Selain ngamen di bawah Jembatan Layang Pasupati, KML juga sering manggung di kafe Bandung. “Di komunitas kita itu bukan grup band, cuma komunitas aja yang mengiringi dan yang ngejalaninnya ya komunitas itu sendiri. Kami juga memiliki uang kas untuk kebutuhan alat band-nya karena suka ada job di kafe-kafe,” ucap Gilang.
Sebagian masyarakat memang belum menerima keberadaan musisi masyarakat. Namun, sebagian orang juga menghormati haknya. Itu adalah cara mereka untuk mencari sesuap nasi dengan cara yang halal.
Menggeluti alat musik selama empat tahun, bagi Gilang bukan menjadi pekerjaan tetapnya. Ia juga mencari pekerjaan yang layak untuk masa depan.
“Memilih jadi musisi jalanan sebenernya ya sambil mengisi kekosongan waktu kan daripada diem cari kerjaan susah udah lama pengangguran ya sementara disini aja,” ucap Gilang.
Setiap hari Gilang dan rekannya menghasilkan pendapatan sebesar Rp50 ribu sampai ratusan ribu. “Pendapatan biasanya sehari per orang paling rendah Rp50 ribu, paling banyak Rp100 ribu lebih,” ucap Gilang.

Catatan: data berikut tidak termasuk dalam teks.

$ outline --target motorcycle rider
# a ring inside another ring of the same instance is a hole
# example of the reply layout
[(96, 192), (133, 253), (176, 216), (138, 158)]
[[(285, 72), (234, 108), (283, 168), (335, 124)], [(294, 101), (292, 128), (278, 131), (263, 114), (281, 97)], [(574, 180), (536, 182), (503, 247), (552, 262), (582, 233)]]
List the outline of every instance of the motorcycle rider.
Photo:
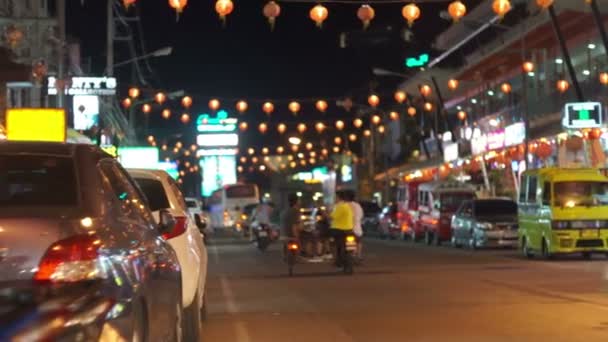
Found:
[(346, 234), (353, 231), (354, 215), (351, 206), (347, 202), (344, 191), (336, 192), (337, 202), (331, 213), (331, 236), (336, 245), (336, 266), (342, 267), (342, 258), (346, 252), (344, 239)]

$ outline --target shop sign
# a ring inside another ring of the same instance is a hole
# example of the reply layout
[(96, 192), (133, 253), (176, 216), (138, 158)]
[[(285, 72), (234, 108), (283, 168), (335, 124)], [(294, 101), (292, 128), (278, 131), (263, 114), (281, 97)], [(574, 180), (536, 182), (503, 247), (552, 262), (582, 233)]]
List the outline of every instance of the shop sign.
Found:
[(570, 129), (600, 127), (603, 123), (602, 104), (599, 102), (566, 103), (562, 126)]
[(486, 149), (495, 150), (505, 147), (505, 130), (500, 129), (487, 134)]
[(505, 127), (505, 146), (519, 145), (526, 139), (526, 125), (523, 122)]
[(65, 142), (65, 110), (55, 108), (10, 108), (6, 110), (6, 138), (16, 141)]
[(471, 139), (471, 153), (481, 154), (486, 151), (487, 145), (487, 137), (485, 135), (480, 135)]
[(236, 133), (199, 134), (196, 137), (196, 143), (203, 147), (238, 146), (239, 135)]
[[(72, 77), (68, 84), (66, 95), (116, 95), (115, 77)], [(48, 95), (59, 93), (55, 76), (49, 76), (47, 88)]]
[(236, 156), (238, 154), (238, 150), (236, 148), (211, 148), (198, 150), (196, 152), (197, 157), (206, 157), (206, 156)]
[(443, 161), (452, 162), (458, 159), (458, 144), (453, 142), (443, 143)]

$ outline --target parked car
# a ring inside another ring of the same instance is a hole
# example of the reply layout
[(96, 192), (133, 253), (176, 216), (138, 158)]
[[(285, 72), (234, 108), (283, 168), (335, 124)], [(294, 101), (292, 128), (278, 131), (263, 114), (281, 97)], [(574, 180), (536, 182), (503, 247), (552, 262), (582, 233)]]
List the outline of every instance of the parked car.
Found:
[(203, 236), (191, 219), (178, 185), (167, 172), (130, 169), (129, 173), (148, 198), (156, 220), (162, 211), (168, 211), (175, 217), (175, 229), (164, 237), (175, 249), (182, 267), (184, 340), (198, 341), (200, 321), (206, 314), (207, 249)]
[(427, 245), (439, 245), (451, 240), (452, 216), (462, 202), (475, 198), (475, 188), (469, 184), (435, 181), (418, 186), (418, 217), (414, 223), (416, 236), (424, 235)]
[[(173, 233), (174, 219), (159, 216), (96, 146), (0, 143), (0, 286), (8, 288), (0, 340), (175, 341), (181, 271), (161, 237)], [(87, 305), (64, 300), (92, 284)], [(34, 315), (23, 319), (24, 310)], [(57, 315), (52, 326), (38, 325)]]
[(194, 223), (196, 223), (198, 229), (204, 233), (204, 229), (207, 227), (209, 222), (205, 220), (203, 215), (203, 203), (194, 197), (186, 197), (185, 201), (190, 217), (194, 220)]
[(452, 218), (454, 247), (517, 247), (517, 203), (508, 199), (465, 201)]
[(378, 215), (378, 222), (383, 238), (396, 239), (397, 237), (401, 237), (399, 216), (397, 203), (391, 203), (382, 209), (382, 212)]

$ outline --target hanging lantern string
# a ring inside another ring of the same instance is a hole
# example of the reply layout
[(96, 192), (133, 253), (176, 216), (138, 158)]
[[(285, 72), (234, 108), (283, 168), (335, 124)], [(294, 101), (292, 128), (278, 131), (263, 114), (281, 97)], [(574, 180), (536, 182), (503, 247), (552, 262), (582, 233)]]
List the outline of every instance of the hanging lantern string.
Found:
[(362, 4), (378, 4), (378, 5), (387, 5), (387, 4), (424, 4), (424, 3), (445, 3), (448, 0), (371, 0), (371, 1), (357, 1), (357, 0), (323, 0), (319, 2), (318, 0), (280, 0), (280, 3), (306, 3), (306, 4), (348, 4), (348, 5), (362, 5)]

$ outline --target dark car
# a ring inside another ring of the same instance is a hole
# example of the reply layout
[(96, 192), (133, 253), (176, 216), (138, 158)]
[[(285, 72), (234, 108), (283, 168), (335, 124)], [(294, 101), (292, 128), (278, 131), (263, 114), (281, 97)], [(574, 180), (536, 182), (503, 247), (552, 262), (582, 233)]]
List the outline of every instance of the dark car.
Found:
[(517, 203), (509, 199), (465, 201), (452, 217), (454, 247), (517, 247)]
[[(95, 146), (0, 143), (1, 339), (175, 340), (181, 271), (161, 237), (175, 220), (162, 217), (154, 223), (133, 180)], [(93, 306), (72, 300), (89, 284)], [(48, 315), (22, 319), (37, 307)]]
[(361, 225), (365, 232), (374, 231), (378, 229), (378, 214), (380, 214), (380, 206), (378, 203), (371, 201), (359, 202), (363, 209), (363, 220)]

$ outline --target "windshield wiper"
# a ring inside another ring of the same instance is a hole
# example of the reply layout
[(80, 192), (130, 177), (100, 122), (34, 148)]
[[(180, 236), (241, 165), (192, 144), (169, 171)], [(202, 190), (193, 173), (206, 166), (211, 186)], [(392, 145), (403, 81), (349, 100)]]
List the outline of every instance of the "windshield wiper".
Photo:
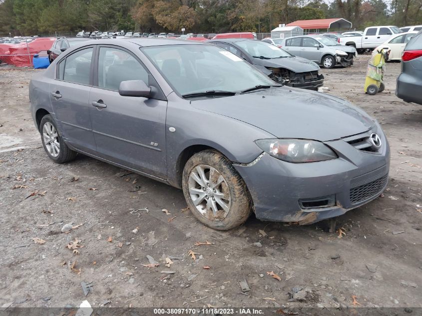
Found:
[(192, 93), (187, 93), (186, 94), (182, 94), (182, 96), (184, 98), (188, 98), (193, 96), (207, 96), (208, 95), (234, 95), (236, 92), (234, 92), (231, 91), (223, 91), (221, 90), (210, 90), (208, 91), (205, 91), (199, 92), (193, 92)]
[(252, 56), (254, 58), (259, 58), (260, 59), (271, 59), (269, 57), (265, 57), (265, 56)]
[(241, 93), (246, 93), (246, 92), (250, 92), (251, 91), (255, 91), (255, 90), (259, 90), (260, 89), (268, 89), (271, 88), (271, 87), (281, 87), (282, 85), (279, 84), (274, 84), (271, 85), (264, 85), (262, 84), (258, 84), (258, 85), (256, 85), (254, 87), (252, 87), (252, 88), (249, 88), (249, 89), (246, 89), (246, 90), (244, 90), (240, 92)]

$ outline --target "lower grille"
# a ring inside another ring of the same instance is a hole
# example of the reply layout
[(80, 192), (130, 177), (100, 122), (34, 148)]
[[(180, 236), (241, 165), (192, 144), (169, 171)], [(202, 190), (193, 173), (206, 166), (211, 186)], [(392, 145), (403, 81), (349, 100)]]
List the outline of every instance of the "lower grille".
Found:
[(350, 202), (357, 204), (381, 193), (388, 181), (388, 175), (350, 189)]

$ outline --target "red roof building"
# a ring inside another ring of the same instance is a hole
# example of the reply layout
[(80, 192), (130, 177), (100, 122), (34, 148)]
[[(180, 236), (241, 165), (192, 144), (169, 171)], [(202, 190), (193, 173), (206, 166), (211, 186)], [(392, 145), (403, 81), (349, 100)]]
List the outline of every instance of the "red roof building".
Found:
[(352, 23), (344, 18), (322, 18), (317, 20), (300, 20), (286, 25), (286, 26), (300, 26), (304, 29), (326, 29), (330, 28), (349, 29)]

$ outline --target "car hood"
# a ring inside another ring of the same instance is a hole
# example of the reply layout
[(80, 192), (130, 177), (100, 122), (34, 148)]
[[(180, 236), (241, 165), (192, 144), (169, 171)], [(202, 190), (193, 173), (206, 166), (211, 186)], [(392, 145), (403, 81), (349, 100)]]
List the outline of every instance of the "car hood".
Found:
[(245, 122), (278, 138), (327, 141), (363, 133), (375, 125), (363, 110), (344, 100), (286, 86), (198, 100), (192, 105)]
[(285, 68), (294, 72), (308, 72), (319, 70), (320, 67), (313, 61), (301, 57), (287, 57), (272, 59), (253, 58), (254, 65), (271, 68)]

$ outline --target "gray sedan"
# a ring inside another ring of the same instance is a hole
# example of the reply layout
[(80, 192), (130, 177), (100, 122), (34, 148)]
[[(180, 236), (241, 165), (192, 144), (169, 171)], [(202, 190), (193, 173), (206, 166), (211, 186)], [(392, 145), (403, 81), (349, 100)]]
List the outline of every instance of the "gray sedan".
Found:
[(422, 105), (422, 31), (406, 44), (402, 55), (402, 73), (397, 78), (396, 94), (407, 102)]
[(333, 96), (278, 84), (216, 46), (169, 39), (89, 41), (29, 85), (48, 157), (83, 154), (183, 189), (218, 230), (258, 219), (310, 224), (387, 184), (380, 124)]
[(332, 38), (319, 35), (289, 37), (281, 45), (291, 54), (315, 61), (324, 68), (334, 68), (337, 64), (351, 66), (358, 53), (354, 47), (340, 45)]

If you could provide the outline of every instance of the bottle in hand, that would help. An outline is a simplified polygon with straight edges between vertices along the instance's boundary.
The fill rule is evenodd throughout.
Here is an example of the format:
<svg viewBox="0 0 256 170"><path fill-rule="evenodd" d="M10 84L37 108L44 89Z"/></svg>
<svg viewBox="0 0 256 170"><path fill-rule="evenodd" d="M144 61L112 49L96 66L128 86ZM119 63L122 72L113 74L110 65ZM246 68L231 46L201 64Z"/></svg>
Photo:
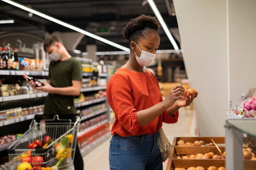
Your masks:
<svg viewBox="0 0 256 170"><path fill-rule="evenodd" d="M29 81L33 80L34 83L35 83L35 84L36 84L36 87L41 87L45 85L43 83L38 81L37 79L34 79L33 78L31 77L30 77L28 76L25 74L23 75L23 77L25 79L27 79Z"/></svg>

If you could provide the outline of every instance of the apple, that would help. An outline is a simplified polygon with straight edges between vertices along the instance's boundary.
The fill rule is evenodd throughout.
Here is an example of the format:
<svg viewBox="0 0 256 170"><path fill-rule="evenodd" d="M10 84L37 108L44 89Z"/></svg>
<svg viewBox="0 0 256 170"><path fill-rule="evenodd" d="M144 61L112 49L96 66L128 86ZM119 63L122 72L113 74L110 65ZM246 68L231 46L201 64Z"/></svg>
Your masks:
<svg viewBox="0 0 256 170"><path fill-rule="evenodd" d="M21 159L21 162L27 162L29 163L30 163L31 162L31 161L32 160L32 158L30 157L24 157L22 158Z"/></svg>
<svg viewBox="0 0 256 170"><path fill-rule="evenodd" d="M44 146L45 144L48 144L49 145L52 142L52 138L49 136L45 136L43 139L42 143L43 146Z"/></svg>
<svg viewBox="0 0 256 170"><path fill-rule="evenodd" d="M41 141L40 140L35 140L35 141L34 141L34 143L36 144L37 145L42 147L42 144L41 144Z"/></svg>
<svg viewBox="0 0 256 170"><path fill-rule="evenodd" d="M34 167L37 166L40 167L43 165L43 157L36 156L32 158L31 164Z"/></svg>

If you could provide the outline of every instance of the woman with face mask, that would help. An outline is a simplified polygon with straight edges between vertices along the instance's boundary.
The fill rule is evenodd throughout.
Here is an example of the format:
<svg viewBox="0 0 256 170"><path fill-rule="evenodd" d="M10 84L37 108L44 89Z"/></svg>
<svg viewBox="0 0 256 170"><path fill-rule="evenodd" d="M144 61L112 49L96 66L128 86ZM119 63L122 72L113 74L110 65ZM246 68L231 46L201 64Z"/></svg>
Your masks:
<svg viewBox="0 0 256 170"><path fill-rule="evenodd" d="M109 161L110 170L158 170L163 168L157 141L163 122L177 122L178 110L197 96L177 86L164 100L152 73L144 68L153 62L160 44L155 17L142 15L124 28L130 42L127 63L117 69L107 86L108 100L115 112Z"/></svg>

Suguhan musik jalanan itu sering juga menarik pelintas untuk menghampirinya. Saat itu ada seorang mahasiswa menghampiri Gilang dan rekannya sambil memberi selembar uang tip. Mahasiswa itu bernama Laisya (19). Ia menganggap musisi jalanan adalah aset kota Bandung.
“Saya suka musik dan kebetulan saya merantau ke Bandung. Ngeliat banyak musisi jalanan di Bandung, saya tertarik dan ini harus dipertahankan sih,” ucap Laisya.
“Iya banyak sih seniman musik yang asalnya dari musisi jalanan di Bandung, jadi ya kenapa harus menganggap rendah mereka,” kata Laisya sambil menikmati lagu yang dibawakan Gilang dan rekannya.